Legislative Reform is good news, but…
If the more than 60 years of the Commercial Code have shown us anything, it is that legislative reform by itself is not enough in bringing about desired reforms on the ground. So much of the Commercial Code, particularly the insolvency law, remained virtually untested in practice for reasons unable to recount here due to time and space limitations. Legislative reforms are often greeted with euphoria at the time of passing. But if these reforms are not followed by robust implementation, apathy and frustration are likely to replace the euphoria .
Legislative reforms must be accompanied by institutional and cultural improvements to complete the circle of effective and immersive reform. This triumvirate of reforms—legislative reforms accompanied by institutional and deeper cultural reforms—is particularly critical in insolvency reform, as the involvement and knowledge of so many actors is necessary for the machinery of insolvency to work as desired. Institutions like commercial courts, members of legal and accounting professions, banks and other financial institutions, and many regulatory agencies need to have a clear and common understanding on the workings of insolvency proceedings.
Owners, managers, and directors of business organizations or proprietorships will need to properly understand their obligations towards their businesses and creditors in order to fully utilize the machinery of insolvency proceedings and initiate business rescue measures as early as possible, and in serious cases, pave the way for the smooth and proper liquidation of their businesses. Financial institutions need to be brought on board and be made to play by proactive rules in business rescue measures, if need be, by providing critical financial injections to struggling businesses as their absolute priority of payments from collateral is assured in the draft insolvency law.

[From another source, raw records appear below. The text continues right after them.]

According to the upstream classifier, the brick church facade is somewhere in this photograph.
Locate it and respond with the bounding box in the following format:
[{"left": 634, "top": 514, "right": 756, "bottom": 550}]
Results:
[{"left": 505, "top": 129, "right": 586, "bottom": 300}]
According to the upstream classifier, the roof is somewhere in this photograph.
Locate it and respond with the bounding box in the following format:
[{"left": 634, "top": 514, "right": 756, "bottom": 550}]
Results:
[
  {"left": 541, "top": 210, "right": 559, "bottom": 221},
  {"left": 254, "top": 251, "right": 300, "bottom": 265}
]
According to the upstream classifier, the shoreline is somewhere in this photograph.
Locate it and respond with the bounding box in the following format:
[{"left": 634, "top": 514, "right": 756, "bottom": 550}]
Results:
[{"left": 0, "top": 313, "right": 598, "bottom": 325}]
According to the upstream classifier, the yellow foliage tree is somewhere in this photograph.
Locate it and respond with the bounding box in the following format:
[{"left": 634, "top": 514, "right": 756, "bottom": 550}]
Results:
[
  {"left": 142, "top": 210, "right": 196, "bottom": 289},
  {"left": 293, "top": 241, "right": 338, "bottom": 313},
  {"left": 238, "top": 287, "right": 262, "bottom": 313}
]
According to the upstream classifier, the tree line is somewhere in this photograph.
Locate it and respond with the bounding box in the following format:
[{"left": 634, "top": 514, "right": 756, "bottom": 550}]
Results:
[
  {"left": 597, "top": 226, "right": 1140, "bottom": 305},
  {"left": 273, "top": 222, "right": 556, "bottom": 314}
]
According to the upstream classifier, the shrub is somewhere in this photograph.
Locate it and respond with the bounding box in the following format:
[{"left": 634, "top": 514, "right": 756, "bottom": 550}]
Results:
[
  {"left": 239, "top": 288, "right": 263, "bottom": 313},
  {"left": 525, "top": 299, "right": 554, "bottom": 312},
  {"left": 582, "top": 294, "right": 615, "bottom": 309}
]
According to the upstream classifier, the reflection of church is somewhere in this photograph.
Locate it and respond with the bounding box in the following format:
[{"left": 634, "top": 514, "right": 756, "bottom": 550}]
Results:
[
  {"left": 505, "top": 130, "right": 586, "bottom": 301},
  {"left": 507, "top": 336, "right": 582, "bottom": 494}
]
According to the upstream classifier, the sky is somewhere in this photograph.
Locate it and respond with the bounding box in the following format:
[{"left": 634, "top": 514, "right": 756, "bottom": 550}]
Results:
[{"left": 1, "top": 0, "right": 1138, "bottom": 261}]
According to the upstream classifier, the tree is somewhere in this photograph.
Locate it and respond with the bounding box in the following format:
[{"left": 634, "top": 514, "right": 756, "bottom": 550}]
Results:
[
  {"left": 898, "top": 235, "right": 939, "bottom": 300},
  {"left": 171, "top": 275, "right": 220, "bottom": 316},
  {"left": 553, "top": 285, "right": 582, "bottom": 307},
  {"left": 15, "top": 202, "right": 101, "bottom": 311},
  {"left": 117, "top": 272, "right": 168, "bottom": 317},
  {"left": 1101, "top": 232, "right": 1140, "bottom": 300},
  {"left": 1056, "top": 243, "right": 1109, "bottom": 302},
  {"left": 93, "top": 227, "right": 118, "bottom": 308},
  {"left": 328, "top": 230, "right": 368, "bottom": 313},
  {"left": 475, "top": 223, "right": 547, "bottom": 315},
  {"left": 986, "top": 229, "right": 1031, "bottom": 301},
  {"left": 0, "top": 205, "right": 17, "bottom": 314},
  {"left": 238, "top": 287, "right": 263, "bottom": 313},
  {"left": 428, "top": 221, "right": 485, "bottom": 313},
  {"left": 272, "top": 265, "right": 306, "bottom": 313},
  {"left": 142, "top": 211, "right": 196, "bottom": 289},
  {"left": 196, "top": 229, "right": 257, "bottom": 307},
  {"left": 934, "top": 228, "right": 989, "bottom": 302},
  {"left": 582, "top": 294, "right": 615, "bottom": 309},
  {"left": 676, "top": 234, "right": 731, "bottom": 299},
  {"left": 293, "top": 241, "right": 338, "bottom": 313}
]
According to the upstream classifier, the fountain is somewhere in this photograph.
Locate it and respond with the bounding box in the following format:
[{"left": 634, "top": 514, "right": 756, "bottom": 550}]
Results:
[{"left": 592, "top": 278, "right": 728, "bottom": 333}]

In short, so much hangs now on the two prongs—institutional and cultural reforms. Legislative reform is a great step forward, no question about it, but it is one small step forward in the grand scheme of things, and those tasked with the implementation of the new laws must walk the giant steps.
And finally, a note on the pace of the revision of the Commercial Code. The revision was late at most by three and at least by two decades. Though long overdue, it is better late than never. The revision of the Commercial Code should not take this long again. Since it is a composite of several books, individual books should be revised as situations dictate, not as it has been done in the past, where the whole is revised at once. Just as individual proclamations are revised and issued “as amended,” the Commercial Code should be revised from time to time and in real economic or commercial time and issued every so often “as amended” instead of “the Commercial Code of 1960 or 2021.” If the long and delayed revision of the Commercial Code can teach us anything, it is this: we need a focused and institutionalized system of legislative reforms to undertake and complete legislative reforms in the time these reforms are needed.